Fu identificato nel 2003, nel corso di opere edili per realizzare rimesse. Intervenne subito la Soprintendenza per tutelare il sito, ma anche il Comune che lo acquisi’ per preservarlo. Acquisto’ anche la vicina cascina, dove l’attuale sindaco Carla Mattioli progetta di realizzare un centro museale che valorizzi i reperti della romanita’ valsusina, in accordo con i vicini comuni di Almese e di Caselette. L’opera richiede 1 milione e 200 mila euro. Per ottenerli Avigliana ha avviato contatti con mecenati privati.

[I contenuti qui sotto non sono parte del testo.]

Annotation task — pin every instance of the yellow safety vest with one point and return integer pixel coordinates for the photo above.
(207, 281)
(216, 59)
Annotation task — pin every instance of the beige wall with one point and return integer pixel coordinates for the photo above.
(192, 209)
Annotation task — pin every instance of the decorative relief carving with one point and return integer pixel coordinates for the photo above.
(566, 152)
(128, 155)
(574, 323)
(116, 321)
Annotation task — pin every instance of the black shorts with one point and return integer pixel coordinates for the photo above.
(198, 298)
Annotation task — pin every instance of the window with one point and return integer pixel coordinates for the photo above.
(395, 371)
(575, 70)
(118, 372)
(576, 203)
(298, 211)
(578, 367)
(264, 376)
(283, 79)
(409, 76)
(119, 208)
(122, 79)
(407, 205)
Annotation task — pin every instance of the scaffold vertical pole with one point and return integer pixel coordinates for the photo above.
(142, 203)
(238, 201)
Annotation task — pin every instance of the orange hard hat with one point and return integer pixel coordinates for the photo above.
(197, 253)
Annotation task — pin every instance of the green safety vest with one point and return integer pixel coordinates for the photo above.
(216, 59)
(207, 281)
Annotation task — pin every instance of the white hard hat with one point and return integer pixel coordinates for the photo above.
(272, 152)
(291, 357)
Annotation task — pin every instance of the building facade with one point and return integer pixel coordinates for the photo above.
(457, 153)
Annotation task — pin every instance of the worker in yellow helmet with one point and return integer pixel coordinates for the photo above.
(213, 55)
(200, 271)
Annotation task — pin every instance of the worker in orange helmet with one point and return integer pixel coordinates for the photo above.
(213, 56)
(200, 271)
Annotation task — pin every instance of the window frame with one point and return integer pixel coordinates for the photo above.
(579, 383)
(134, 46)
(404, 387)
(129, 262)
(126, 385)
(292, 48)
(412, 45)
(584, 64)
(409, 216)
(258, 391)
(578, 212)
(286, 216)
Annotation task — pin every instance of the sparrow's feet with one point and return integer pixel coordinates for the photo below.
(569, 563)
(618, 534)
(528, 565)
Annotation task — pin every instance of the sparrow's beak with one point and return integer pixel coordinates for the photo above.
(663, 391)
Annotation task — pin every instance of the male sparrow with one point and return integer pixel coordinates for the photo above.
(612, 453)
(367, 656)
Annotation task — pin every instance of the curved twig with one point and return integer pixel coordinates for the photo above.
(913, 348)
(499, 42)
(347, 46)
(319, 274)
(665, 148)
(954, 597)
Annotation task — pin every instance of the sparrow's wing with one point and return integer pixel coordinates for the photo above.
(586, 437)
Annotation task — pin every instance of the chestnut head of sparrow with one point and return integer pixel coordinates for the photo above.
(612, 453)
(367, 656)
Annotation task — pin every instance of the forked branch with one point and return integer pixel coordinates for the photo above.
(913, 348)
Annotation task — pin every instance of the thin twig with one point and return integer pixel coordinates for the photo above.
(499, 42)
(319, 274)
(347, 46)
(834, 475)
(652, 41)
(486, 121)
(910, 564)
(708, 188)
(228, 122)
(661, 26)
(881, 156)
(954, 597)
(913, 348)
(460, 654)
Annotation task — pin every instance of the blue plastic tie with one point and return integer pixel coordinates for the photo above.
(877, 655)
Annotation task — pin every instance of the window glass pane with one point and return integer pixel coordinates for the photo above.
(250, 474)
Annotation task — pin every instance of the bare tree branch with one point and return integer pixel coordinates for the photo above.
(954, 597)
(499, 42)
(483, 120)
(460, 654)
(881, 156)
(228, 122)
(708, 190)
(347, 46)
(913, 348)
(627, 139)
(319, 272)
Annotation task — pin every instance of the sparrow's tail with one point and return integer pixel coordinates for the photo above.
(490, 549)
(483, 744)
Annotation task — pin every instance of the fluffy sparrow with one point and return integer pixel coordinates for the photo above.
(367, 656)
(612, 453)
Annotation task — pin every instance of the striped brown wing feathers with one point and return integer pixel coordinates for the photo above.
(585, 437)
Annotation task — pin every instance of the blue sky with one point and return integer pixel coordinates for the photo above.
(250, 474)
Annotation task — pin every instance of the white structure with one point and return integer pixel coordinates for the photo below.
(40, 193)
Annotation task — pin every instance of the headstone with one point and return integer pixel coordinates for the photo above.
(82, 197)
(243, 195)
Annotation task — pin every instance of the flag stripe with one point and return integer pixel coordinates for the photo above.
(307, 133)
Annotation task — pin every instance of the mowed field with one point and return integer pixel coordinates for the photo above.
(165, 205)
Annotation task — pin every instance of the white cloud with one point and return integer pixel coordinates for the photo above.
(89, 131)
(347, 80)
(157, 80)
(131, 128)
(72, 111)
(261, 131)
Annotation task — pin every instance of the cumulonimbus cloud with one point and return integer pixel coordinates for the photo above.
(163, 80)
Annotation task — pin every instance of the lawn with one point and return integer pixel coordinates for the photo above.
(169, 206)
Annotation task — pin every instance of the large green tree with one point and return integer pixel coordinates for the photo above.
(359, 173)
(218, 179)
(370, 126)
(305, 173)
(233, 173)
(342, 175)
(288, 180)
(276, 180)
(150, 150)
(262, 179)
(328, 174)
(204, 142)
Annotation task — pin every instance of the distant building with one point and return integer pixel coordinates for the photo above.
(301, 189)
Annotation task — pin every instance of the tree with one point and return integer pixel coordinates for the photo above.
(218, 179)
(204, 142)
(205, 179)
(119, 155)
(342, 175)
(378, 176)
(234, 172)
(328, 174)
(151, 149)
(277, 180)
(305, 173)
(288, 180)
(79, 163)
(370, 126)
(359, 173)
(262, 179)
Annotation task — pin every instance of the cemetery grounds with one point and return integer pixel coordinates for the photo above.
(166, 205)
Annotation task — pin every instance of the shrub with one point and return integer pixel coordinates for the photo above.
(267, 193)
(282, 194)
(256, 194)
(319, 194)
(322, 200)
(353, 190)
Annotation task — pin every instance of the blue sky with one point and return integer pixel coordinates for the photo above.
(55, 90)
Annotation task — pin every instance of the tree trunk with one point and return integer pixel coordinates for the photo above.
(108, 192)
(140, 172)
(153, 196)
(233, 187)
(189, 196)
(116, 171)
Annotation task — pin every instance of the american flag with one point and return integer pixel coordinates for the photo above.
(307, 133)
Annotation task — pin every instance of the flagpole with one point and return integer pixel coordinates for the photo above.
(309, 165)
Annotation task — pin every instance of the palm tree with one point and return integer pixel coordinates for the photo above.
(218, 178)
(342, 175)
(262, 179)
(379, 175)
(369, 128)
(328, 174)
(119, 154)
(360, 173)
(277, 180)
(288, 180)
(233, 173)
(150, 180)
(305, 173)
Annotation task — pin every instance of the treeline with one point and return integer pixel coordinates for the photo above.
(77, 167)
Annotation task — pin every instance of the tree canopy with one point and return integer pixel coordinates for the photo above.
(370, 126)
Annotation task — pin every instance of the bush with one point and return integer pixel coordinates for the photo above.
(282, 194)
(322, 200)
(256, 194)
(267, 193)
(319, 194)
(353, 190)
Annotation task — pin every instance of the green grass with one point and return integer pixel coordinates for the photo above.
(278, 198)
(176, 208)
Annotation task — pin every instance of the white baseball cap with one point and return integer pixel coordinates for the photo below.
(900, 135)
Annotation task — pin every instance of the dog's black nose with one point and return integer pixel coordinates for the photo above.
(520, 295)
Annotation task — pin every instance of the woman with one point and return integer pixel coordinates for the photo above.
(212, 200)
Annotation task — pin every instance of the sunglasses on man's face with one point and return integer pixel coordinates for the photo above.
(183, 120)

Intanto il terreno ha restituito le vestigia dell’antica stazione doganale, stratificate in almeno quattro successive fasi edilizie. La piu’ antica, del primo impero romano, e’ costituita da un ambiente circolare di cinque metri di diametro, intonacato dentro e fuori. Si ipotizza fosse un edificio termale.
In epoca successiva vi vennero aggiunti ulteriori locali, nei quali si sono trovati «tubuli» quadrangolari in terracotta. Servivano a convogliare in condotte murarie l’aria riscaldata da forni esterne. In epoca tardo imperiale l’edificio perse la sua funzione.
I locali furono tagliati da un canale fognario, coperto con lastroni di pietra di recupero. Finche’, nel quarto secolo dopo Cristo, sull’impianto originario fu sovrapposto un nuovo edificio. E’ stato possibile datarlo tramite una moneta dell’imperatore Costantino rinvenuta sotto il pavimento.